Canada’s unilateral push for digital-services tax could sink its U.S. trade deal
As published in The Globe and Mail
Earlier this month, Ottawa decided to break with a clear majority of Organization for Economic Co-operation and Development countries by refusing to delay the imposition of a unilateral digital services tax in January, 2024. In defying the OECD consensus, Canada was joined by unusual partners, including Russia and Belarus.
Deputy Prime Minister and Finance Minister Chrystia Freeland defended the DST decision, arguing that it’s “important for us to defend our national interest.” But it’s not clear how it’s in Canada’s national interest to go rogue when the United States, our most important trading partner, has repeatedly warned that doing so would violate the Canada-U.S.-Mexico Agreement (CUSMA).
According to Parliamentary Budget Office calculations, the federal government would stand to collect less than $1-billion of revenue a year from the imposition of a unilateral DST. The tax would be on the domestic revenues of certain tech companies that operate search engines, social-media platforms or online marketplaces.
But to put into context how small that annual DST revenue figure is, more than $2-billion of goods and services cross the U.S.-Canada border per day. Defending our national interest means defending our bilateral trade, which will be adversely affected, if not put in serious jeopardy, if Canada pursues the DST.
This issue isn’t new. For more than two years, U.S. President Joe Biden’s administration and senior leaders in Congress have repeatedly raised the unilateral DST as a major trade irritant. In fact, it’s an issue that has garnered rare bipartisan opposition from Democrats and Republicans alike.
The U.S. Senate finance committee – which has jurisdiction over trade deals such as CUSMA – urged Trade Representative Katherine Tai to challenge Canada’s DST “through dispute settlement, use of other tools available under U.S. laws, or other appropriate avenues.”
To that end, Ms. Tai has repeatedly raised the DST issue with her Canadian counterpart, International Trade Minister Mary Ng, in their bilateral one-on-ones – including just weeks ago on the margins of the third CUSMA Free Trade Commission meeting.
Recently, U.S. Ambassador David Cohen said that “if Canada decides to proceed alone, you leave the United States with no choice but to take retaliatory measures in the trade context, potentially in the digital trade context, in order to respond to that.” This contradicts Ms. Freeland’s assertion that our partners, including the U.S., “understand our approach.”

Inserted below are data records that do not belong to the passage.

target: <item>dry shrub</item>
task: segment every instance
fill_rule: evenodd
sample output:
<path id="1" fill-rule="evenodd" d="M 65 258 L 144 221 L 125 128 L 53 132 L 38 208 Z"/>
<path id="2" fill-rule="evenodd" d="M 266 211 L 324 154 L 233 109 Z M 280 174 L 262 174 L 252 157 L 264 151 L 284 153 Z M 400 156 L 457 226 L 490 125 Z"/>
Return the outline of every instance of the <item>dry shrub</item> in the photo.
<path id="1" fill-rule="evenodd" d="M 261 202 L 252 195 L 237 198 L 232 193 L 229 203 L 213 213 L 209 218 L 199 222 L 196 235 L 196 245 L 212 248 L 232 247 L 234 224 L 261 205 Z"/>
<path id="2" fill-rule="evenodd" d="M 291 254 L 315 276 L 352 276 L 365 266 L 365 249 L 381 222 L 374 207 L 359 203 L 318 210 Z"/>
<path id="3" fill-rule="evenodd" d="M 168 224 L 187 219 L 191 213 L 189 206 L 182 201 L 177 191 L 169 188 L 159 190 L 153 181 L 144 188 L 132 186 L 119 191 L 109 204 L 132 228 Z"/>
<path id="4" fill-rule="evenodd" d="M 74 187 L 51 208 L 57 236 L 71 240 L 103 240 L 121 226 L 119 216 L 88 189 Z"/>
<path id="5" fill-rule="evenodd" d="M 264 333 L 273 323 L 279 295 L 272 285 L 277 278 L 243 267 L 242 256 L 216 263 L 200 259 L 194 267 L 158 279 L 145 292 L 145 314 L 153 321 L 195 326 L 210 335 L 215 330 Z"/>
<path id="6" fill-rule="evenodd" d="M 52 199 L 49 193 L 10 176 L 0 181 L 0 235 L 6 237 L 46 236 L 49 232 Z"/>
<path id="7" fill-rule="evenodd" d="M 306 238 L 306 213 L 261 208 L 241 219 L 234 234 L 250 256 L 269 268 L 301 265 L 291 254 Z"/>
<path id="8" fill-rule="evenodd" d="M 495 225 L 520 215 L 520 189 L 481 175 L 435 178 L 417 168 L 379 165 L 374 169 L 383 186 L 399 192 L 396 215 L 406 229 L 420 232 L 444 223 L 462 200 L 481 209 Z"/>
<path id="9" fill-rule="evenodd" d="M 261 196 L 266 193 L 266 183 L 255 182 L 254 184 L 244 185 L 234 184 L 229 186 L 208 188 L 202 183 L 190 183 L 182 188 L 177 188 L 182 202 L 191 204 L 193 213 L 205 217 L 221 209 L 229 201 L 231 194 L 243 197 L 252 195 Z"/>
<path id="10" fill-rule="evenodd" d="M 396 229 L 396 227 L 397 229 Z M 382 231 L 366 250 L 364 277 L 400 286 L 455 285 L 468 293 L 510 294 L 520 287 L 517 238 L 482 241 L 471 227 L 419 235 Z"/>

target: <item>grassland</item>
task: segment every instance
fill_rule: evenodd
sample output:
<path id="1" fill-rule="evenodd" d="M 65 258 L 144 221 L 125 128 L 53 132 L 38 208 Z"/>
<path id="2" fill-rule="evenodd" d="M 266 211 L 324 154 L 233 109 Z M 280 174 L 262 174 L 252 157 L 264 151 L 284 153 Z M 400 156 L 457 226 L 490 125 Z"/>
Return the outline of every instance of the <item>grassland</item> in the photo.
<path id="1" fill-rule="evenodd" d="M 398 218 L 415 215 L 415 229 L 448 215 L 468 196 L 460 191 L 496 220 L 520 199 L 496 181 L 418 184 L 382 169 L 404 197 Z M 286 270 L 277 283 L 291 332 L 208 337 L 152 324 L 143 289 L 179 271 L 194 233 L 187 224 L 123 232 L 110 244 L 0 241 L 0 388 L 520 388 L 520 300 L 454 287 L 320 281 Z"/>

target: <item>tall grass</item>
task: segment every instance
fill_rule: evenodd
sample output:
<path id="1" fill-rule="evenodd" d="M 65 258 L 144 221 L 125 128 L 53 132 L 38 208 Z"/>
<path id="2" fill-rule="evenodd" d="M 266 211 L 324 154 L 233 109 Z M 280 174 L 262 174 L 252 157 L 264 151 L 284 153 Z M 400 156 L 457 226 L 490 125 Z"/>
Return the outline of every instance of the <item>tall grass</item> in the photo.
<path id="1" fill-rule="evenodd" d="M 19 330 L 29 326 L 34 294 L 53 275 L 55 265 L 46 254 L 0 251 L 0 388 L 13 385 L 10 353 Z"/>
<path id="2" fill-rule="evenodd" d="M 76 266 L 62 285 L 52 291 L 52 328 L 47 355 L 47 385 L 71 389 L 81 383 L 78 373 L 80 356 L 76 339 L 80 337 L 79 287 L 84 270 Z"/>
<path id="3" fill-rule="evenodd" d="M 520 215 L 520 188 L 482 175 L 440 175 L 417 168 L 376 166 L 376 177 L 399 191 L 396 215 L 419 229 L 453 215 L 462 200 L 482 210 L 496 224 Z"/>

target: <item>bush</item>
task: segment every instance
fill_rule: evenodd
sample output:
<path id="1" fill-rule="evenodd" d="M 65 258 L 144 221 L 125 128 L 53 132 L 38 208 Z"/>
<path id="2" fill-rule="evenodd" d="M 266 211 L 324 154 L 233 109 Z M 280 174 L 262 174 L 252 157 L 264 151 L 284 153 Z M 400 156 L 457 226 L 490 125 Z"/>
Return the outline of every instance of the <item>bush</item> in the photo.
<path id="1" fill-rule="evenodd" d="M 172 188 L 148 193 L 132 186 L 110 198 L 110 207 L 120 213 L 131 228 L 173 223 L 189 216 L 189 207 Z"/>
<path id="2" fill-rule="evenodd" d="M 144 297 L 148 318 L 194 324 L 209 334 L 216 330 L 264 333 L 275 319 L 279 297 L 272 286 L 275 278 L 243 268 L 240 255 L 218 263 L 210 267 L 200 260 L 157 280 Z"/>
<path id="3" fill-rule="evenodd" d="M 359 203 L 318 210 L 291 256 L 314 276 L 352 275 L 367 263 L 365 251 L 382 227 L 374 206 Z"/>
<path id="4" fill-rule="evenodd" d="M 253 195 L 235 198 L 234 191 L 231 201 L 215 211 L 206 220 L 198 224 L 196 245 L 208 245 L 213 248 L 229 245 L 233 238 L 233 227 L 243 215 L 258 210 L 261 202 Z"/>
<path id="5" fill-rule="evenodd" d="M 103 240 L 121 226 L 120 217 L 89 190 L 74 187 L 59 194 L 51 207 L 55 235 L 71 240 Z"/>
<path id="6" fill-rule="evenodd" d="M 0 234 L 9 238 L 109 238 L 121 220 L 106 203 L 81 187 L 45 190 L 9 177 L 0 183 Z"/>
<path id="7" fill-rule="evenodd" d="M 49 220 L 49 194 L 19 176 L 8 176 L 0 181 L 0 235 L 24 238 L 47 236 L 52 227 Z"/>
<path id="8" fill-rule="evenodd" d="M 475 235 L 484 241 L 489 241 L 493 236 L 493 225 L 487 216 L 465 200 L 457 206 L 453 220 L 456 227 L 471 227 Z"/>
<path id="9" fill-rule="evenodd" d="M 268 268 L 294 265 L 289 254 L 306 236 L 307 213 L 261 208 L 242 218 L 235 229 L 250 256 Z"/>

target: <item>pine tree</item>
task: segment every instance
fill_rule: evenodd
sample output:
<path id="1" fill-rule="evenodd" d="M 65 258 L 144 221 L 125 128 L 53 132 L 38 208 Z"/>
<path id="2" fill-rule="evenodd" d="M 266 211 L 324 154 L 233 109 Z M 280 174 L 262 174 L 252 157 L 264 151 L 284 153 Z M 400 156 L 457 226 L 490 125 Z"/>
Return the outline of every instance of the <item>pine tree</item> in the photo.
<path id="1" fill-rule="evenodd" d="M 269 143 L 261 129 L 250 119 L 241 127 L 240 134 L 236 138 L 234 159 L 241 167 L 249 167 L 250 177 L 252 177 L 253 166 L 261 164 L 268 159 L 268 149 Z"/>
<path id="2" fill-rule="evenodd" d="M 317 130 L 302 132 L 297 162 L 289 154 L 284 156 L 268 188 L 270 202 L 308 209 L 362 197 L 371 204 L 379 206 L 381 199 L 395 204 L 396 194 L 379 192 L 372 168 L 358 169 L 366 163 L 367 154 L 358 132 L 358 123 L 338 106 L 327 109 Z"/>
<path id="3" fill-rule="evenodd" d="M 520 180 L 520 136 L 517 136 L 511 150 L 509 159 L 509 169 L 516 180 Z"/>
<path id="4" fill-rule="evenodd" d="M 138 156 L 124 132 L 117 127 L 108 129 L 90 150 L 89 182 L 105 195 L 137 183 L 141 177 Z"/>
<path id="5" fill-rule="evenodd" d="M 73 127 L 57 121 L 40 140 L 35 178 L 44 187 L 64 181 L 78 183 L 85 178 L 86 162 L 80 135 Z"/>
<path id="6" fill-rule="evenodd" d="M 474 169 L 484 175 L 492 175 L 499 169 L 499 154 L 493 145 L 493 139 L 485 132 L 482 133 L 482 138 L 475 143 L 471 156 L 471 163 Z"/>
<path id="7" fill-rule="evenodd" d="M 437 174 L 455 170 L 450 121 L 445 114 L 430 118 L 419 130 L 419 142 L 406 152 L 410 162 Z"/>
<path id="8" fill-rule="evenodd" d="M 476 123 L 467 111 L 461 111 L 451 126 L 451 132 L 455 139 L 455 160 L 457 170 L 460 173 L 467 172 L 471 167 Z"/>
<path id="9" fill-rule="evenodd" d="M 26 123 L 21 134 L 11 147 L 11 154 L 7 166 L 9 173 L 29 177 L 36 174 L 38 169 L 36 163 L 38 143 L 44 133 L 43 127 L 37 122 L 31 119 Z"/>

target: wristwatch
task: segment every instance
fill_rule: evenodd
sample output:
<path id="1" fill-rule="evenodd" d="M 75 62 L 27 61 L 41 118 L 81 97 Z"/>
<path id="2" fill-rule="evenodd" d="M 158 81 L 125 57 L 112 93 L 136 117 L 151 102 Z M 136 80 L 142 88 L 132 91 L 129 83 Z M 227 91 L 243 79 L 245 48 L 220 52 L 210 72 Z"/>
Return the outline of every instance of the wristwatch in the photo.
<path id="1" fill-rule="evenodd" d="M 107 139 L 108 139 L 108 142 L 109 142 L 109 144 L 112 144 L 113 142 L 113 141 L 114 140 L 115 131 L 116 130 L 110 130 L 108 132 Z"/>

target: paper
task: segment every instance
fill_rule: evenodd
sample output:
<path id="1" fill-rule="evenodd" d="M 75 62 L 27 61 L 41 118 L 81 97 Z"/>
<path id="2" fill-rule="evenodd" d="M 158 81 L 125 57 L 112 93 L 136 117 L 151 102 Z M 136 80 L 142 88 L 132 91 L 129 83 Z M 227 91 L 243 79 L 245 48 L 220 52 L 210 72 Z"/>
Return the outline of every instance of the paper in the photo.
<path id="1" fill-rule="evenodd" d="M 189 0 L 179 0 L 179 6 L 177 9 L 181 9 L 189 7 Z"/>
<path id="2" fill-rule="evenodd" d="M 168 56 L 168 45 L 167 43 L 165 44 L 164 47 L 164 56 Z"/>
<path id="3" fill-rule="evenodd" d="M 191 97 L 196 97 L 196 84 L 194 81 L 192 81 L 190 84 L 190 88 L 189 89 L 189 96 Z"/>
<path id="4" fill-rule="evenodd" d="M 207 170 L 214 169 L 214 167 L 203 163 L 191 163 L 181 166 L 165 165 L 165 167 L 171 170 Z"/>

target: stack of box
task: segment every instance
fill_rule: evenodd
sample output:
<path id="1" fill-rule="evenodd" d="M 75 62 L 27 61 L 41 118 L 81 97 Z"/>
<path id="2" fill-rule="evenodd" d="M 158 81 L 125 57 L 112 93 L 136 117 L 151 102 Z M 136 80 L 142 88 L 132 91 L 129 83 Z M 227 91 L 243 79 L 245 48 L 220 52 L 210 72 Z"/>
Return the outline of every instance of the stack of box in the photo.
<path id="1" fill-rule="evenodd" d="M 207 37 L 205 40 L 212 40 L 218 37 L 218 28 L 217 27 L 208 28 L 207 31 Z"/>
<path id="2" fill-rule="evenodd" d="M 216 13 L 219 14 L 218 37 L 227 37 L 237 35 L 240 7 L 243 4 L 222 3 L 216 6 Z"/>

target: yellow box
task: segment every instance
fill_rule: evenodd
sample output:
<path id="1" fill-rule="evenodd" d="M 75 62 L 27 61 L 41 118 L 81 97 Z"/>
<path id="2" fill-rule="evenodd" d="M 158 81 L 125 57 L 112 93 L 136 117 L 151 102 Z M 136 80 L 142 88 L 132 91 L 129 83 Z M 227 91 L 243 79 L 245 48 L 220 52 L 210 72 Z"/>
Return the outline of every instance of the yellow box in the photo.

As bad as retaliation would be, there could be an even worse impact. When Canada, the U.S. and Mexico negotiated CUSMA, the Trump administration at the time insisted that the agreement should be reviewed after it had been in force for six years. That review must take place before 2026 and likely requires U.S. congressional approval.
While the review of the agreement should be a swift, straightforward exercise in Canada, there’s a risk that it could become badly bogged down south of the border. Canadian business leaders have been warned by senior congressional officials that it will be tough to get CUSMA renewal through Congress if Ottawa were to go ahead with its DST.
In the end, all this comes down to a matter of timing – and time is not on Canada’s side. While other OECD countries agreed to defer or delay the imposition of their national DSTs for another year, until 2025, Canada has dug in its heels on 2024.
This is particularly problematic given Canada’s hosting of the next North American Leaders’ Summit with Mr. Biden and Mexican President Andrés Manuel López Obrador. While an exact date has yet to be confirmed, the NALS will likely take place around the time that our disputed DST comes into force – meaning the summit agenda could be disrupted by a trade dispute.
The greater risk, however, is that the imposition of a unilateral DST will occur during a particularly intense period of the 2024 U.S. presidential election cycle. As candidates for office seek to define themselves on politically sensitive issues such as trade, an ill-timed dispute can polarize the debate and lead to anti-CUSMA campaign promises.
Ms. Freeland is absolutely right in saying it’s important for us to defend our national interests, but let’s be clear about what those interests are. The OECD dispute is not about taxes, it’s about trade – and the federal government needs to reconsider its decision to forge ahead with a unilateral DST to avoid putting our trade interests in jeopardy.